INVH stock lagged the builder equities for a number of reasons including the reality of forward rental rate growth questions and what the rising multifamily supply will mean by region. INVH modestly underperformed the S&P 500 over this period (not shown) across the 2021 tech boom and rally this year. INVH total return was closer to the equal weighted S&P ETF and equal weighted NASDAQ 100 ETF (not shown) than it was to XHB and DHI.
The number of those who don’t believe in the massive supply-demand shortfall analysis of the housing market are a dwindling population, but the more viable debate is whether the economics of the single-family rental market has turned unfavorable with rent growth far less attractive than it had been when the pandemic saw a demand spike.

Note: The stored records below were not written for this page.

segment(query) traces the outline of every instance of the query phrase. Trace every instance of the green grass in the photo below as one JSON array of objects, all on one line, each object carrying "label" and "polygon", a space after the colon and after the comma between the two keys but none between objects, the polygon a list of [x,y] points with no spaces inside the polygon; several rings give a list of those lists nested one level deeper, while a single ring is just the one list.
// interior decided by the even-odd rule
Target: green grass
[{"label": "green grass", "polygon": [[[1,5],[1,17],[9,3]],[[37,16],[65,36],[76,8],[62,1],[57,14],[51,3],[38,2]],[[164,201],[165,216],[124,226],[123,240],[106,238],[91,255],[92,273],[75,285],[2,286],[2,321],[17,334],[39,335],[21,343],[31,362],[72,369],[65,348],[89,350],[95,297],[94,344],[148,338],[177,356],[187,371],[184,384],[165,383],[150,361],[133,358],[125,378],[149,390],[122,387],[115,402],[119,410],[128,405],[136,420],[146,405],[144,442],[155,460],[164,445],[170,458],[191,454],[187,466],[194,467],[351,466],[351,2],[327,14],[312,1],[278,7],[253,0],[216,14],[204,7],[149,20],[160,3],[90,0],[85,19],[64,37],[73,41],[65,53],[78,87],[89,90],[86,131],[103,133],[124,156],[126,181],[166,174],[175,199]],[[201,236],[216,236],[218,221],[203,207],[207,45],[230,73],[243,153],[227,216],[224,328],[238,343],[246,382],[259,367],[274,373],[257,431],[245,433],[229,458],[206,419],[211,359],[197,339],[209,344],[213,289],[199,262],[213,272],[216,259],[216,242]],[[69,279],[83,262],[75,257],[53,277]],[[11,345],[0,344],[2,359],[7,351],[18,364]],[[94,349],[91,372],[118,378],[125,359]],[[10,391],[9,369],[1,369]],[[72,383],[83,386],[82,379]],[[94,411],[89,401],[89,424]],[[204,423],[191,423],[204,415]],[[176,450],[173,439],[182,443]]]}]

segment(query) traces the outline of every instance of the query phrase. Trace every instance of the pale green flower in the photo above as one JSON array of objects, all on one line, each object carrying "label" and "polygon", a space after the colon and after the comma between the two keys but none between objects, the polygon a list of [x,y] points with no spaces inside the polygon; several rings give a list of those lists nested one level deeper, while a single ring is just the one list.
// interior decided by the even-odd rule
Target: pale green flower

The Single Family Rental markets fill a supply-demand gap...
The SFR market generally has garnered no shortage of headlines in recent years with the explosive growth of the segment and capital commitments during the pandemic. The sustained growth in the area is easy enough to see with the rise of dedicated funds and a window into the business from public companies such as Invitation Homes.
Like any major consumer/household decision, the choice of residence is about more than just “rent vs. buy”. The opportunity to move into a new single family home without all the cash outlays and attention a new home needs is proving to be very attractive to a growing base of the population. The age of student debt and tight paychecks is consistent with SFR growth across regions outside the metro areas and across the country.
The SFR topic needs more focus in separate pieces, but the DHI strategy seems to be the best of both worlds. SFR has also captured a growing share of LGI Homes operations in the more basic entry level homes they have been very successful in growing. For DHI, they fill that demand with supply that they can deliver at high profit margins. That has been a good strategy, and the business can turn over balance sheet usage efficiently and “play it again” as the economics of the business allow.
In the debates around SFR prospects, the bigger question of forward rental rates gets blurred into the discussion of what the underlying assets will be worth later and how that rolls into longer term valuation of SFR assets. Those are issues for another day, but the supply shortfall lurking around 5 million units (some say 4 million, some say over 6 million) would seem to be favored by newly constructed homes where the local market has been rigorously researched by both the builder (in this case DHI) and expert managers. The buyer and builder/seller in this case comprise two pretty good sources of support for the basic gut check of logic and the intrinsic value of high demand vs. inadequate supply.